Sappy McSapperson
I don't cry a lot about real things in my life. I may get sad or angry, but I generally don't produce tears much at all in response to personal heartaches. No, I seem to do most of my crying in my sleep (perhaps this is strange, but about once a week I wake up with a wet face and pillow, and not from drooling, neither) and when listening to music and watching or reading fiction. I guess I'm just wired this way. I sobbed bitterly when Mark Green died on ER. I sobbed bitterly when Peter Benton merely left ER. Hell, I even sobbed bitterly when Billy died on Ally McBeal. Television shows, movies, Albertsons commercials -- anything with a moving score and careful cinematography can set me off.

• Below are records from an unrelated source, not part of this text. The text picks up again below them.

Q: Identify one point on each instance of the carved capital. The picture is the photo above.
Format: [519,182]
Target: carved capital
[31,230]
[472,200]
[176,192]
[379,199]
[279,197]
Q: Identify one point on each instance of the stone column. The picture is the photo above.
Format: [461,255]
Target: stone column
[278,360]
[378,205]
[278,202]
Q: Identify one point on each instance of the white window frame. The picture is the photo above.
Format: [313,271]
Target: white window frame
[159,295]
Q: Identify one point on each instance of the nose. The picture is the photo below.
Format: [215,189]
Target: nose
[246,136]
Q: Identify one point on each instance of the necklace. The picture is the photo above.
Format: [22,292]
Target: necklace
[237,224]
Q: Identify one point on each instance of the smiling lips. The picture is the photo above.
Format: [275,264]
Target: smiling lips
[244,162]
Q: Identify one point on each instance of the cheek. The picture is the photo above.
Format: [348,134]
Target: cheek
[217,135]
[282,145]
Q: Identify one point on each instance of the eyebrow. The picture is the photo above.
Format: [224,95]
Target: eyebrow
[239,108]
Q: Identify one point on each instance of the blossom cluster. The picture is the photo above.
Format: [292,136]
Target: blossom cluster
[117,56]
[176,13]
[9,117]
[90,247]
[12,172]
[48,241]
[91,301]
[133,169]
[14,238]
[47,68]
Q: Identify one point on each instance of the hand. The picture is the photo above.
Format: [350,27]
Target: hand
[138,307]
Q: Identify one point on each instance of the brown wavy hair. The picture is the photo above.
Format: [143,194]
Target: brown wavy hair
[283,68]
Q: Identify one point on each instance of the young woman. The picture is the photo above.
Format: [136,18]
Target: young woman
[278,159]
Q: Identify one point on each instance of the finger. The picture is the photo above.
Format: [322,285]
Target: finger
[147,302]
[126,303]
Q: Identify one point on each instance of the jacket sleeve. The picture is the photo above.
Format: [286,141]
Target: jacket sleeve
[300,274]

My dear brother Brian thoughtfully taped the latest episode of Lost for me this week (I had to work that night and had forgotten to set the VCR), and I finally watched it tonight. This show has made me cry before (the episode where we learn about Hurley's past springs to mind), and it did again tonight. The reunions were plenty emotional, but I think I'd have escaped tearless had they not shown the sweet little dog bounding toward his human. Yes, that's all it took. Sweet little puddin' didn't know his other human was gone! I spent the remaining minute or so of the show, and several minutes afterward, weeping like a little girl.
My father says crying keeps women pretty -- it flushes out their eyes and stimulates circulation in the skin, he says. If that's true, then the positive effects surely are only evident long past the actual crying episode, at least for me. For at the moment, I'm fairly sure I resemble a bereft pig more than a prettily distressed damsel. Sniff, sniff.